O padre admitiu, baixando a cabeça:
– Compreendo... Compreendo... Eu pequei, matei... Matei!...
Meu pai prosseguiu:
– Terá que aceitá-lo, rendendo graças a Deus! Virão substituir-lhe... Fará retiro nas montanhas, junto à vida simples!... Sua alma subirá, sua mente alcançará concepções elevadas!... Seu coração fará prodígios sentimentais!... E o bom Deus enviar-nos-á de novo, para sabermos de sua resposta. Fica assim combinado?
– Fica... – respondeu, compenetrado, submisso.
Meu pai armou a cena final:
– Sua aceitação representa merecimento considerável, Jonas! Devemos, agora mesmo, trasladar a benção a si endereçada pela aceitação. Venha, poste-se à minha frente, para que todos lhe imponhamos as mãos em nome do Senhor!
Ele veio, ajoelhou, tendo cada um de nós colocado as duas mãos sobre a cabeça calva do padre.
– Oremos! Invoquemos o Senhor! – bramiu o meu progenitor.
Houve oração profunda, concentrada, potente. O padre fremia debaixo de nossas mãos, trepidava, pronunciava palavras desconexas. Terminando, meu pai avisou-o:
– Iremos daqui, para falar ao seu governador. Assim que for substituído, passe alguns dias longe das gentes, no seio da floresta, compreendeu?
Trêmulo ainda, o padre afirmou:
– Farei tudo a rigor! Senti que o Céu vinha sobre mim!...

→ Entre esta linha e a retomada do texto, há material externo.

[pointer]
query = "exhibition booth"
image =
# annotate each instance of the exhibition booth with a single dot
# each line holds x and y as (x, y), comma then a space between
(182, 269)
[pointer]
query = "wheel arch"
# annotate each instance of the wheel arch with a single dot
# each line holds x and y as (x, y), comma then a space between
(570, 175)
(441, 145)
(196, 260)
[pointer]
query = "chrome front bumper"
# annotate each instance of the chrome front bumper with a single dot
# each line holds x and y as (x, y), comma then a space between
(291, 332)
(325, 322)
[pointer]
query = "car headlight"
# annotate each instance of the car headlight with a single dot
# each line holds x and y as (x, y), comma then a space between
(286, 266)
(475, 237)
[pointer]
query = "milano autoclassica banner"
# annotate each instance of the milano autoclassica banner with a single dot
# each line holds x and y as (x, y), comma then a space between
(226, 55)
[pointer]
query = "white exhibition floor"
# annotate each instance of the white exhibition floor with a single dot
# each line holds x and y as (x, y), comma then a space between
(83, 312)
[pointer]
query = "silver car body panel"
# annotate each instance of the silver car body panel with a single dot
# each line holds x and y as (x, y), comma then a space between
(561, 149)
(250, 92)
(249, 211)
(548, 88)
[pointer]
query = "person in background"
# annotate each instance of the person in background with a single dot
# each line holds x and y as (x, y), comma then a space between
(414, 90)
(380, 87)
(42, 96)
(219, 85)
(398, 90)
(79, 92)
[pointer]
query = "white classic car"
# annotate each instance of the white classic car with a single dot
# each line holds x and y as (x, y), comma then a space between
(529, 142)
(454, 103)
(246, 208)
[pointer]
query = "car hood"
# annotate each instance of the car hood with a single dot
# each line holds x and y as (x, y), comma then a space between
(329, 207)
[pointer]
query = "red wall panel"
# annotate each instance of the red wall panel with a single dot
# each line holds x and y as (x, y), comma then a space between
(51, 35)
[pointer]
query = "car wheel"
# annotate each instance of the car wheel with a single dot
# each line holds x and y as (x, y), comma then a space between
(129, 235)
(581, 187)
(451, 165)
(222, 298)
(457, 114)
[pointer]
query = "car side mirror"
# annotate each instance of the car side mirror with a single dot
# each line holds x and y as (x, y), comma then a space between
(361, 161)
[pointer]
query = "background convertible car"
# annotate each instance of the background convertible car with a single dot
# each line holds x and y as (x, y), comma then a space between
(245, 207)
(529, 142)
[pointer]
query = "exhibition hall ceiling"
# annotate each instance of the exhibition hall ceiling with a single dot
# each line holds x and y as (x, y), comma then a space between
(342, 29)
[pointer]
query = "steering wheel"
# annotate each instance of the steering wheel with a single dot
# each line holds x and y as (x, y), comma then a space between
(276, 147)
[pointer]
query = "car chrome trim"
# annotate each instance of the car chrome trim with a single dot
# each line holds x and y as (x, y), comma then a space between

Fizemos a despedida e nos fomos, para avisar o chefe da região. Apesar de tamanha inferioridade, apesar da truculência a reinar em tudo e para tudo, a ordem em tudo se cumpria. Nada mais do que um lugar ensombrado para almas ensombradas. Estavam, porém, ligados ao Poder Supremo, não apenas por força da gênese, mas em virtude das observâncias postas em prática, da vontade de acertar. E como poderiam subir, melhorar, conseguir oportunidades, espíritos assim chafurdados no erro e nos tremendos crimes? Como acertar, sem ser lentamente, penosamente?
Foi assim que terminou aquela grande viagem. Adiante direi, como foram concatenadas estas informações, estes registros, a fim de serem relatados.